Sayın Devlet Bahçeli’nin cemevlerinin ibadethane olarak kabul edilmesine dair sözleri, Türkiye’de din ve vicdan özgürlüğü alanındaki bir haksızlığa ve ayrımcılığa dikkat çekmesi açısından önemlidir. Bununla birlikte, zaten tabii olması gereken bir hakkın hâlâ anayasal güvence altına alınmamış olması büyük bir ayıptır.
Cemevlerinin ibadethane olup olmadığı hususu, din ve vicdan özgürlüğünün temel ilkeleri bağlamında ele alınmalıdır. Din ve vicdan özgürlüğü, sadece bireylerin bir inanca sahip olma ya da olmama özgürlüğünü değil, aynı zamanda inançlarını toplu olarak ve aleni bir şekilde ifade etme, ibadetlerini yerine getirme ve bu ibadetler için gerekli mekânları kurma ve yönetme hakkını da kapsar. Bir inancın ibadethanesinin neresi olduğuna karar verecek olanlar, yalnızca o inancın mensuplarıdır. Devletin ya da başka herhangi bir otoritenin bu konuda bir tanımlama yapmaya veya bir inanç grubuna ibadethanesinin neresi olduğunu dayatmaya çalışması, laiklik ilkesine ve din özgürlüğüne aykırıdır ve açıkça bir ayrımcılıktır.

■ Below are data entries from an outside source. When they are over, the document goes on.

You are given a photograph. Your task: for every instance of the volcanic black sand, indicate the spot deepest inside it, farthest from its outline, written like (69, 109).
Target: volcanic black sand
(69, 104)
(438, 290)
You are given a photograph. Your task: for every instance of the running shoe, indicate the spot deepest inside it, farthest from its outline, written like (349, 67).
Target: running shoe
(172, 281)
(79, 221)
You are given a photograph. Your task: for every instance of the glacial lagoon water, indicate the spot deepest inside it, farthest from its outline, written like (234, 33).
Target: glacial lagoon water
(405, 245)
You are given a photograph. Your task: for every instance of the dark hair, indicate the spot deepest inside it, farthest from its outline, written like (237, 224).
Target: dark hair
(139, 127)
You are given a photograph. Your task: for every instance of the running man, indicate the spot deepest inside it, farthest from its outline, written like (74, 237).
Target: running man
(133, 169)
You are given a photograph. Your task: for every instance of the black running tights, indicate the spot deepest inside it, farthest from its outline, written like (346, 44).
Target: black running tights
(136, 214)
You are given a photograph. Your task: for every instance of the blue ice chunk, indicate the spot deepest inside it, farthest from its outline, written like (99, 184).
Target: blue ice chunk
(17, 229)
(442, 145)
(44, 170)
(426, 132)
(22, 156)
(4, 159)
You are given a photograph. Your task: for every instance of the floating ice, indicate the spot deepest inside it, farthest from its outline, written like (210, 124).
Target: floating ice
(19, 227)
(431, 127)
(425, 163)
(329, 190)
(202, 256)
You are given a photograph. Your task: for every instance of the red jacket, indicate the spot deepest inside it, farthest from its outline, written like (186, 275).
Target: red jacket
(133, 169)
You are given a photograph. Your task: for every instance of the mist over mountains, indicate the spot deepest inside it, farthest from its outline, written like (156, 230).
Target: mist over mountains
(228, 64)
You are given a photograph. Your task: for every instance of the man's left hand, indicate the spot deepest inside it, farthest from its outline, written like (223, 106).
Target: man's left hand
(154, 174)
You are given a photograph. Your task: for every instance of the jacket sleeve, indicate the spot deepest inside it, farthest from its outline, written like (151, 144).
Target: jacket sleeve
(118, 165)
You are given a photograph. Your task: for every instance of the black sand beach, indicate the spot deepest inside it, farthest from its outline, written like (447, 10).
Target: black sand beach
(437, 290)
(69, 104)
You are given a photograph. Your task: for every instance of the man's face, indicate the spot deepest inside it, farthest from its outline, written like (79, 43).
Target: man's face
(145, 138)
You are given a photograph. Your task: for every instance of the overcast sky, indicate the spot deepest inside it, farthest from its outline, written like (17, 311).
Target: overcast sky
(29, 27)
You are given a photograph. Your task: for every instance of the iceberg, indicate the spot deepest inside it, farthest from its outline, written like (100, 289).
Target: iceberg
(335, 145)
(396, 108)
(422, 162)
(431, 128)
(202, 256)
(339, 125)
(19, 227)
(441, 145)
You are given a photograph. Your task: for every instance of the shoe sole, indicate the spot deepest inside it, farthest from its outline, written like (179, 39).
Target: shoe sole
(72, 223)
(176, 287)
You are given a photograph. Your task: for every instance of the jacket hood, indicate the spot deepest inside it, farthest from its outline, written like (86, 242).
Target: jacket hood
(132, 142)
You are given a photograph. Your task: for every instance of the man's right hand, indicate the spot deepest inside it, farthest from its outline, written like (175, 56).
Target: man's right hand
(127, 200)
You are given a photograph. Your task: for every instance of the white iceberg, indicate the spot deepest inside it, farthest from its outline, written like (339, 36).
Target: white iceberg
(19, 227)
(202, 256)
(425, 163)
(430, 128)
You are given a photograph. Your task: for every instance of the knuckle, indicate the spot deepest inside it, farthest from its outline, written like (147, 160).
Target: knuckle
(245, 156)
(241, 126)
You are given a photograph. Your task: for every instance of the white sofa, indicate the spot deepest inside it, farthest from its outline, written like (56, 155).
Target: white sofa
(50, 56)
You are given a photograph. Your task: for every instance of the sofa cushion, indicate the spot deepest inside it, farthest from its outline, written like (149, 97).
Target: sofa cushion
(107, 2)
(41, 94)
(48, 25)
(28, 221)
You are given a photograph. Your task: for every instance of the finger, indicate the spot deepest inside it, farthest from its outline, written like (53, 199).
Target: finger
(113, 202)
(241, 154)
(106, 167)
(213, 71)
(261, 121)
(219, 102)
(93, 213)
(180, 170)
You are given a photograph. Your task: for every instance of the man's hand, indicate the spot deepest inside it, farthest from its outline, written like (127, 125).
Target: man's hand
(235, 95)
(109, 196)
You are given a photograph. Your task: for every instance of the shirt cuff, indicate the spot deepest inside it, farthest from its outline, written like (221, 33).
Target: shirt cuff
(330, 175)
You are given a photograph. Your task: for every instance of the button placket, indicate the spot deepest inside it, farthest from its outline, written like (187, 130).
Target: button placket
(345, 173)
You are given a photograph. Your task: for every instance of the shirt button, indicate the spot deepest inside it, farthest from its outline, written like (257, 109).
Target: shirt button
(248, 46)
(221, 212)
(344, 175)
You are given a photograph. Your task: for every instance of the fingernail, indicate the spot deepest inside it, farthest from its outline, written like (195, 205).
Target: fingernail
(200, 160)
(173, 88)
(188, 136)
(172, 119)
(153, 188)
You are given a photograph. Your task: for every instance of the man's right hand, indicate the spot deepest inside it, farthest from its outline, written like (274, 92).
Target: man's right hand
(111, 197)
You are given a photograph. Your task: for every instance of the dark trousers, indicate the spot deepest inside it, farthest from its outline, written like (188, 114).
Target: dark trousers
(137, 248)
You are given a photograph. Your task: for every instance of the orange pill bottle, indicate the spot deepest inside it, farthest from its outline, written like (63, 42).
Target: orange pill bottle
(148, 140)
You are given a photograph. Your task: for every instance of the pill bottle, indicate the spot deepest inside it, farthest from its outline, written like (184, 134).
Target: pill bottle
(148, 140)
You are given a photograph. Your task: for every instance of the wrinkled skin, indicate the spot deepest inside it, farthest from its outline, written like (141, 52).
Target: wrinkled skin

Bu tutum, devletin tüm inançlara eşit mesafede durma ilkesini yok sayar.
Türkiye’nin artık bu kısır döngüyü aşarak, Alevi vatandaşlarımızın temel hak ve özgürlüklerine istisnasız bir şekilde saygı duyması ve bu hakları anayasal güvence altına alması gerekmektedir. Alevi vatandaşlarımızın ibadet mekânı olarak kabul ettiği cemevlerinin ibadethane olarak kabul görmesi ve saygı duyulması, bir lütuf değil, anayasal bir zorunluluk ve uluslararası insan hakları hukukunun bir gereğidir.
Nitekim, Avrupa İnsan Hakları Mahkemesi’nin (AİHM) bu yönde verdiği kararlar da Türkiye için bağlayıcıdır ve bu kararların gereği yerine getirilmelidir.
Unutulmamalıdır ki, toplumsal huzur ve barışın temel şartı, farklılıkları bir zenginlik olarak gören, çoğulculuk içinde birliği sağlayabilen bir anlayışın egemen kılınmasıdır.